Harvard University
Continua la crociata a favore del poker di Charles Nesson, professore di legge presso la prestigiosa università Americana di Harvard, il quale insegna ai suoi studenti il gioco del texas hold’em perché utile nel capire la professione di avvocatura.
Charles Nesson spesso è stato mansionato nei nostri articoli perché uno dei primi professori a portare il gioco del poker tra le aule di un’università un paio di anni fa, e tutt’oggi continua a usare il gioco del texas hold’em per aiutare i suoi studenti a risolvere i piccoli problemi quotidiani nonché capire a fondo i segreti della professione di avvocatura.
L’ultimo suo commento sul perché usare il gioco del poker nelle proprie ore di lezione è arrivato immediatamente dopo la finale delle WSOP 2011 vinta da Pius Heinz su Martin Staszko.
“Credo sia il momento per il poker di liberarsi dalla pessima reputazione che nasce fin dalle sue origini, definito da sempre come gioco d'azzardo”. Nel poker risiede il pensiero strategico, secondo il professore Nesson, che consiste nel prendere dei rischi sulla base di informazioni limitate, empatizzare con un avversario, e anche mostrare forza quando in realtà s’è deboli. Tutto questo pensiero strategico può essere utile sia nel poker che nella vita quotidiana, ma soprattutto nella professione di avvocatura.

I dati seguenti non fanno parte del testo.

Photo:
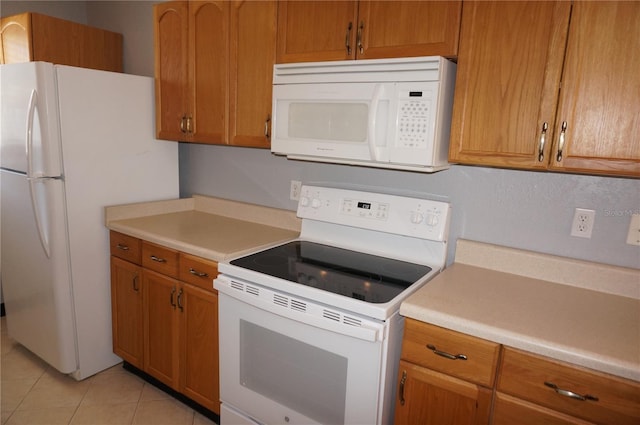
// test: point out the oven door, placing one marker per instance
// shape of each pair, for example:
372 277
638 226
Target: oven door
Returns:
279 364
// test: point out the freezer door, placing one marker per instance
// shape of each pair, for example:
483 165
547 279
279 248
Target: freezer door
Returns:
36 287
29 123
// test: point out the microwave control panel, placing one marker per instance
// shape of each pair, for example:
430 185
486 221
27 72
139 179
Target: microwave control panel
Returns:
414 120
414 115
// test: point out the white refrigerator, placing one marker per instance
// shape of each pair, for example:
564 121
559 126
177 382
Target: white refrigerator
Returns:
73 141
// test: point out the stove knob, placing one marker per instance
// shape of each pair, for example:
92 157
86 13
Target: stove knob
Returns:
416 217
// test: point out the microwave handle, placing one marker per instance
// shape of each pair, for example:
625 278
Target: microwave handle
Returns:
373 116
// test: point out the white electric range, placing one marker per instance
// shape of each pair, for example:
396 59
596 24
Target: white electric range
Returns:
310 330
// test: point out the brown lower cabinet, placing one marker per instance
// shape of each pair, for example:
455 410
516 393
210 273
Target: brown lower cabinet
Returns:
165 316
446 377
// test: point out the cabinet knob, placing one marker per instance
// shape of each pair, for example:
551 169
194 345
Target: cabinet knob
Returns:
543 136
347 42
563 131
445 354
359 38
569 393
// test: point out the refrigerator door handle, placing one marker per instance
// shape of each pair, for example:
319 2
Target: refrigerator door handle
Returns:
33 99
41 225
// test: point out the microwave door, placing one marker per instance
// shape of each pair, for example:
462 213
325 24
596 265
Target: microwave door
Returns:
329 121
379 126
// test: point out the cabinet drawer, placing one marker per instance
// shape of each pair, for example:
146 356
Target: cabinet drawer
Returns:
509 410
125 247
444 350
530 377
198 271
159 258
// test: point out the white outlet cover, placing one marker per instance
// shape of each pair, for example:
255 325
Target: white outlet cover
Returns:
582 225
633 237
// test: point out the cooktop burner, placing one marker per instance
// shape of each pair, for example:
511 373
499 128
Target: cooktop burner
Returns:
353 274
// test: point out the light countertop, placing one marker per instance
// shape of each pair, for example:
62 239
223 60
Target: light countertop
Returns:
575 311
212 228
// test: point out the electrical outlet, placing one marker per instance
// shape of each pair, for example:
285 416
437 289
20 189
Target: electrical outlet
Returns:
294 193
583 223
633 238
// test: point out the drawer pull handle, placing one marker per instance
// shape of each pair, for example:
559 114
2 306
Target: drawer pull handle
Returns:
571 394
197 273
445 354
173 301
403 381
180 306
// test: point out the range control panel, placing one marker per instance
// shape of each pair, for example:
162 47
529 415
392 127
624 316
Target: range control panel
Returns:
402 215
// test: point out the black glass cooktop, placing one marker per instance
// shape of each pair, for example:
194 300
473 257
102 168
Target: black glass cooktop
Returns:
353 274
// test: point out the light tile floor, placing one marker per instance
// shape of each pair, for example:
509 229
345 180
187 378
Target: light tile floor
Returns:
34 393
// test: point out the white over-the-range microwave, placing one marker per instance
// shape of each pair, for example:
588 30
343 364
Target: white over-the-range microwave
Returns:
386 113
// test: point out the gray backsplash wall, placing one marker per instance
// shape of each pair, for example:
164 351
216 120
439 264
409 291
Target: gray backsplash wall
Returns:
528 210
522 209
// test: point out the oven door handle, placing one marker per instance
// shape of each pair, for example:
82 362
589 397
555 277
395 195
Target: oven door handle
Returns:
313 314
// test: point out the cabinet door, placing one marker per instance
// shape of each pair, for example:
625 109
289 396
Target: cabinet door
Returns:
126 311
251 57
15 35
600 93
199 374
171 35
427 28
208 75
316 30
508 77
432 398
161 327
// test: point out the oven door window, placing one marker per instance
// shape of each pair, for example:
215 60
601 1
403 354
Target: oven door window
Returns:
293 373
279 370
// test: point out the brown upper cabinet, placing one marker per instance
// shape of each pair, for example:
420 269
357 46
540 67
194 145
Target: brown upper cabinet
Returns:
213 67
549 85
34 37
340 30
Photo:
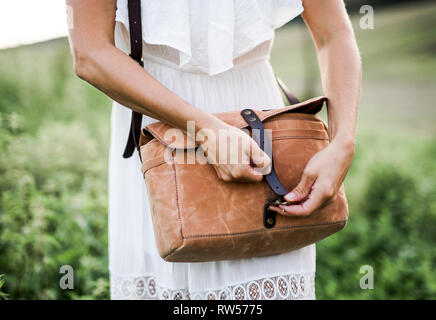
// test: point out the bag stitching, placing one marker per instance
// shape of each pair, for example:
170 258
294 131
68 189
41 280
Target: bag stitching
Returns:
277 229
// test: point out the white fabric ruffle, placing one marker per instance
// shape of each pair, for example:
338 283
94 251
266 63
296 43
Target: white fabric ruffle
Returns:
210 42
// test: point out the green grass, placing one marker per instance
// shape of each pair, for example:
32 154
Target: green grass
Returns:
54 137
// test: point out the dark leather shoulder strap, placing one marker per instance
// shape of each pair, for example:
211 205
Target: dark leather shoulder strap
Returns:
255 123
135 26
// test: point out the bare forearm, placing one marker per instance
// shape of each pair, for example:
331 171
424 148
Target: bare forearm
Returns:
341 78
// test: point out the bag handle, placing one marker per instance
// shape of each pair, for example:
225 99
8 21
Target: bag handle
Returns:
135 26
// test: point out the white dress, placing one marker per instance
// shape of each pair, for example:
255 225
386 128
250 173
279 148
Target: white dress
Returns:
215 55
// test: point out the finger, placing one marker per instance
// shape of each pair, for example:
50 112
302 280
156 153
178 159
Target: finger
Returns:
260 159
304 208
302 190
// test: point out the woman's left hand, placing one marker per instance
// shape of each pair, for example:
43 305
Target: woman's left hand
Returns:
320 182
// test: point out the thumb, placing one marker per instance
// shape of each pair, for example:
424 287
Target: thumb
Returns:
303 188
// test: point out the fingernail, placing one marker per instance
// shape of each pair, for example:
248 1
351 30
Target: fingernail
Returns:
290 196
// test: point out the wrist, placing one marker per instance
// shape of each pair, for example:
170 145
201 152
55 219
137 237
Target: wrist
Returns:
345 145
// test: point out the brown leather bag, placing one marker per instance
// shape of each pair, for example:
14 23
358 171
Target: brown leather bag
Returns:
197 217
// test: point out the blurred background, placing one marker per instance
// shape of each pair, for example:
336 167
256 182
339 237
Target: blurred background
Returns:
54 137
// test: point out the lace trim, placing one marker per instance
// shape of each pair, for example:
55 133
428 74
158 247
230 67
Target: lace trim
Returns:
286 287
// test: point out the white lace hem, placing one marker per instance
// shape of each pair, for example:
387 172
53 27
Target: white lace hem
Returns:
285 287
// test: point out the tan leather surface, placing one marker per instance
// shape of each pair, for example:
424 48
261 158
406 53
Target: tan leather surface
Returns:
198 217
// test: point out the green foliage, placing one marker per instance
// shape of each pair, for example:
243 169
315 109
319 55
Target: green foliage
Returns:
53 193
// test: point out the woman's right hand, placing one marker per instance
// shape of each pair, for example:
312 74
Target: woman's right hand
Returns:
234 155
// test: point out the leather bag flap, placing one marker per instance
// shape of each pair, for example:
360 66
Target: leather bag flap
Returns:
160 130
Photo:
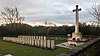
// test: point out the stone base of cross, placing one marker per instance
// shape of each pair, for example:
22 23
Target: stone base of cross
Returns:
77 36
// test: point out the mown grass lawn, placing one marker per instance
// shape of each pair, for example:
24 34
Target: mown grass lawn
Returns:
23 50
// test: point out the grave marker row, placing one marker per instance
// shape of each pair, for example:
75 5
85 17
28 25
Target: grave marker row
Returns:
38 41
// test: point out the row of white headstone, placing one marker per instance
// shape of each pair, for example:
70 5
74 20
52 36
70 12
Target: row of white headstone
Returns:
38 41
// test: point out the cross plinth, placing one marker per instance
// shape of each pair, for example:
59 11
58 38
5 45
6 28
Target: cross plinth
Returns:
77 34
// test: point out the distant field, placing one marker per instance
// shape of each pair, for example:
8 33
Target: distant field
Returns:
23 50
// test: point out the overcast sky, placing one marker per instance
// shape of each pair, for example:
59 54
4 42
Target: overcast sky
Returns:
56 11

Il Professore Nesson è talmente convinto di ciò che dice che dichiara di essere felice nel vedere un giorno genitori insegnare ai propri figli il gioco del poker, magari introducendo il gioco del poker sin dalle scuole elementari. “Oh mio Dio, ai bambini viene insegnato il gioco d’azzardo”. Sì, perchè no! I bambini tramite il poker possono iniziare a capire regole basi della vita, quali correre dei rischi con i propri mezzi, come gestire la loro vita o come evitare di finire nel baratro. In più ci tiene a ricordare che il poker non ha bisogno di essere giocato con i soldi per essere insegnato.”
Della stessa opinione del suo professore è lo studente di legge al primo anno Brian Koch, il quale sostiene con fermezza di non aver alcun dubbio che il poker possa essere un gioco d’abilità. Brian ha giocato alle recenti WSOP, e in passato è stato un giocatore professionista di poker per due anni prima di iniziare a studiare legge. Ecco il suo pensiero: “Nell'avvocatura è necessario entrare nella mente dell'altro, cercando di capire che cosa il tuo avversario voglia ottenere, esattamente quel che succede anche nel gioco del poker. I pensieri di logica sono quindi uguali sia nel poker che nell’avvocatura.”
Charles Nesson, oltre che con i suoi studenti, è anche impegnato con la US Poker Federation per dividere il gioco d’azzardo dal gioco del poker. L’obbiettivo è anche quello di poter un giorno organizzare tornei di poker dove i soldi sono messi in palio dai sponsor e non dagli stessi giocatori.